Today we have another showdown between the positive law and the natural law. Enter Kim Davis. This Kentucky county clerk invoked her Christian-held beliefs as the basis of refusing to issue marriage licenses to gay couples. Was it fair to arrest her? Yes. Did they have to put her in jail? No. Was she right to refuse? Yes. I hasten to add that had she taken this job after the high court ruled on this issue, I would not defend her (to take a job one cannot in conscience do is indefensible). However, that was not the case: When she was elected to this post, gay marriage was illegal and those who elected her were opposed to it. The court changed, not her or her backers.
Donohue follows a long line of Christians who refuse to analyze the underlying facts. “Christian held beliefs” should be subject to critique. Yet Donohue claims that Davis has a right to refuse without explaining why. There are many things that Donohue fails to explain.
  1. How does Davis' name pre-printed on forms – issued by others – connote her approval of same sex marriage and form a religious objection?
  2. (I think that the matter stops at question one but suppose her objection is reasonable); How is her objection balanced against her obligations as a government official?
  3. How are Davis' free exercise rights, as a government official, balanced against the constitutional right of gay people to marry?
  4. How does the imposition of religious beliefs on a government bureau not violate the Establishment Clause of the First Amendment?
Donohue does not address these issues. Donohue avoids answering question three, regarding the constitutional rights of gay citizens, with this unoriginal sophistry:
Nowhere in the Constitution do the words marriage, family, or sexual orientation appear.
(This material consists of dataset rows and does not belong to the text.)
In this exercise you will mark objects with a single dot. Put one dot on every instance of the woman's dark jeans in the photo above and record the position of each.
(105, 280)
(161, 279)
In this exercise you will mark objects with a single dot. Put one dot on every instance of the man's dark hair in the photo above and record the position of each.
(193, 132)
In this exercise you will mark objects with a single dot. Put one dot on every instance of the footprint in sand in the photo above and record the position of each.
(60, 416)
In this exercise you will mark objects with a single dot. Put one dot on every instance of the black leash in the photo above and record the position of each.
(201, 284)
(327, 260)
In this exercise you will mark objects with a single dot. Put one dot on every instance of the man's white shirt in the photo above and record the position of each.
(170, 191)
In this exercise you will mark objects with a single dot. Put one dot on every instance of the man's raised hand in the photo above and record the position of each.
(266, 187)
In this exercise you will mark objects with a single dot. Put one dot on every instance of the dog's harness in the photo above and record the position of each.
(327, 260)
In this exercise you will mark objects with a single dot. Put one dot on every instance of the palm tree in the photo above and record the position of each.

It has generally been understood that when rights are not mentioned in the Constitution, it is up to the states to rule on them, not the federal government. In his dissent, Chief Justice John Roberts wrote that the right of two men to marry was a “right imagined by the majority,” one that is not “actually spelled out in the Constitution.”
“Not in the Constitution” or “not the original intent” would void many landmark decisions including Brown v. Board or Education (integration of public schools), Loving v. Virginia (eliminating bans on interracial marriage) and Gideon v. Wainwright (constitutional right to counsel). None of these rights are mentioned in the Constitution. Bill alleges a Tenth Amendment (states' rights) conflict. However, in these three landmark rulings (I could list many more) the Supreme Court instructs what is permissible by, or required of, our states.

Quoting dissenters is futile. They express the losing arguments; those that failed to persuade the majority. The bottom line to all of this hyperbole is that the issue is settled. Gays have the constitutional right to marry. Neither Bill Donohue nor Kim Davis have a say. Unless or until a constitutional amendment changes the outcome of Obergefell v. Hodges, that is the law of the land.

This is not Bill's hobby. In 2013 Donohue was paid $475 thousand. That's out of line for a $3 million operation with declining contributions and only a handful of employees. His excess compensation is a debatable issue. The comparison of Davis to a Nazi resister should not be debatable. It is inexcusable.